Borg is thus skeptical of much of the gospel’s portrayals of Jesus as recounting actual historical events (x). Throughout the rest of the book, Borg argues that much of what is claimed about Jesus, including why he died (chapter 5), his bodily resurrection (chapter 8), his claims to divinity (chapter 9), his second coming (chapter 13), and the virgin birth (chapter 12) are more about the early Christian church’s beliefs, not actual beliefs held by Jesus himself. Borg, in contrast, to other scholars, does not then argue that such beliefs are irrelevant to the life of faith. Rather, he affirms their truthfulness, but not in a historical sense.
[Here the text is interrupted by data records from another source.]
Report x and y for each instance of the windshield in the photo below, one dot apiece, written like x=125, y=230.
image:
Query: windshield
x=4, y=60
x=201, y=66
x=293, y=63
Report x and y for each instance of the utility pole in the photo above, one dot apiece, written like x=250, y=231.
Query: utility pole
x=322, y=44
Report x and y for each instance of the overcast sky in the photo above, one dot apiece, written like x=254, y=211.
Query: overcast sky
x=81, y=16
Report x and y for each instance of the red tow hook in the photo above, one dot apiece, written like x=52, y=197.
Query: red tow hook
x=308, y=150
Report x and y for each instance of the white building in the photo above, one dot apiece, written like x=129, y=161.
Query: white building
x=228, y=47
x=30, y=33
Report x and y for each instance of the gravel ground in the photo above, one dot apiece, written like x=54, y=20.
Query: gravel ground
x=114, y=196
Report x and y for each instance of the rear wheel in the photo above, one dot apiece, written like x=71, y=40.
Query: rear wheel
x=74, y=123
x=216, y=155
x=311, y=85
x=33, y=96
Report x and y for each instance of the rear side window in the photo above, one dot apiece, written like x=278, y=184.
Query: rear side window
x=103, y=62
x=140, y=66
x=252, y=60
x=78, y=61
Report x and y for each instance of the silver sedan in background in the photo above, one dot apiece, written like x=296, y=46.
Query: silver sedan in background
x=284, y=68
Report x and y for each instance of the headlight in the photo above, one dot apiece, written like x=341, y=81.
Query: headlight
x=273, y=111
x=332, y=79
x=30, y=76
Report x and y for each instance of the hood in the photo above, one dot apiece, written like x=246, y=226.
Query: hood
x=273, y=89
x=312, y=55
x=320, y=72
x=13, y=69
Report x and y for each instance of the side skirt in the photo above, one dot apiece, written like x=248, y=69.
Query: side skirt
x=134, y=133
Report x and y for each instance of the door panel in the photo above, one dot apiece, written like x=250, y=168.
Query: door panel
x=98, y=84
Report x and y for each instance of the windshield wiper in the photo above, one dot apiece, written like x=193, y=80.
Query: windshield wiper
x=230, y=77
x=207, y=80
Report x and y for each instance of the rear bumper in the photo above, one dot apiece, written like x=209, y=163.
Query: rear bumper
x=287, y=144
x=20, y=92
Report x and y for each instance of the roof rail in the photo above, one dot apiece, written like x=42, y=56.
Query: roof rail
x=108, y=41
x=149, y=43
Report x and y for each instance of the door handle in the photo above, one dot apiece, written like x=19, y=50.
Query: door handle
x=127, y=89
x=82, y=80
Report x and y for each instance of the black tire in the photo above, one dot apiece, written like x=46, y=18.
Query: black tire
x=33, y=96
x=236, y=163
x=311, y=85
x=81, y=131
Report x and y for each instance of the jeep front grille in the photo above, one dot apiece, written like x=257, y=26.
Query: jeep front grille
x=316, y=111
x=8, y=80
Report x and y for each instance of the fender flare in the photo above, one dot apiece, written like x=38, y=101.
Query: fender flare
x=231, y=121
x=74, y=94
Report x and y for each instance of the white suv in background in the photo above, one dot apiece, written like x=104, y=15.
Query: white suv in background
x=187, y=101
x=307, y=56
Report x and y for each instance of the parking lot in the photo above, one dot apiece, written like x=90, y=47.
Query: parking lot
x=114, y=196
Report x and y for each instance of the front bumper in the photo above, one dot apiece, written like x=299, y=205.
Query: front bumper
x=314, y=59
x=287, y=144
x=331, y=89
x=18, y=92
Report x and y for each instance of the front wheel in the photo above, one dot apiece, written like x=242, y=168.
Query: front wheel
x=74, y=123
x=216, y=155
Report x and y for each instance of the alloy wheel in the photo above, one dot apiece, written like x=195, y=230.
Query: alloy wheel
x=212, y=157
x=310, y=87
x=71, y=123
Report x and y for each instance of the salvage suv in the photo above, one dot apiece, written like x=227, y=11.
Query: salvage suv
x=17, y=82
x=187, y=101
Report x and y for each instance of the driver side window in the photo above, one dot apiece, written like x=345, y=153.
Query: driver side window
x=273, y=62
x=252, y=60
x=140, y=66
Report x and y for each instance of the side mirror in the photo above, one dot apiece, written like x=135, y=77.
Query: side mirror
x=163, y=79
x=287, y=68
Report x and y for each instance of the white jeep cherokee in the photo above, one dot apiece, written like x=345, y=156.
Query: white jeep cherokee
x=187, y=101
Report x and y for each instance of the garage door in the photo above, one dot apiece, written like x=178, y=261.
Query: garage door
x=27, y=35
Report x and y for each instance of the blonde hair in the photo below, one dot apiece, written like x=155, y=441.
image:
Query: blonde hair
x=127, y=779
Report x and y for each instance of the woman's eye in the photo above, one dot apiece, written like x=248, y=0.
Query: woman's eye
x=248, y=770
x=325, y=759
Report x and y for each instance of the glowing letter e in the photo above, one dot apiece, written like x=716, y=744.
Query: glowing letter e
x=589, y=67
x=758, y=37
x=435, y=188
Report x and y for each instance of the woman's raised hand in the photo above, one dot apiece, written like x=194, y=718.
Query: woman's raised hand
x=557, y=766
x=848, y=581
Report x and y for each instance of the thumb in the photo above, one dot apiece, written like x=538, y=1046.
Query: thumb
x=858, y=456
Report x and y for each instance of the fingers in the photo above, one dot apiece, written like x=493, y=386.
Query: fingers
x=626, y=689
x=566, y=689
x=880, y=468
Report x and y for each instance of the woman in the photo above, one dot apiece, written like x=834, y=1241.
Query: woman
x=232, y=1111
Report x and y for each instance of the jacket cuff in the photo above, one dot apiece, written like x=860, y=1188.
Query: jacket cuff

A key distinction Borg makes throughout is between “history remembered” and “history metaphorized (for examples, see 85-87, 135-142, 148-153, 179-185, and 193-194).”
Borg understands “history remembered” to refer to actual historical events. History metaphorized represents for Borg “the use of metaphorical language and metaphorical narratives to express the meaning of the story of Jesus (5).” Thus for Borg the “stories” of Jesus are still pregnant with meaning, and yet as a historian he doesn’t feel that he has to affirm their historicity in order to seem them as meaningful for the life of faith (5-6). This is because for Borg the experience of the living Christ matters regardless of the factuality of the gospel’s account of Jesus’ life (135). To cite one brief example, Borg isn’t concerned with whether the tomb of Jesus was empty after Easter. He doesn’t believe that Christianity is hinged to whether or not a tomb was empty, since Christians continue to experience Jesus as Lord in the present (135). It is this metaphorical and symbolic truth, that Jesus is Lord, that Borg believes is formative for Christian belief, and should impact how we live today (135-142).
The Christian life that Borg envisions then is one where God is immediately accessible to all, regardless of traditional Christian belief systems and organizations (241). Since Borg reads Jesus as caring deeply about social justice and compassion, these are qualities to be embraced by his followers (242). One should focus on their spiritual lives, cultivating a life characterized by being open “to the Spirit (243).”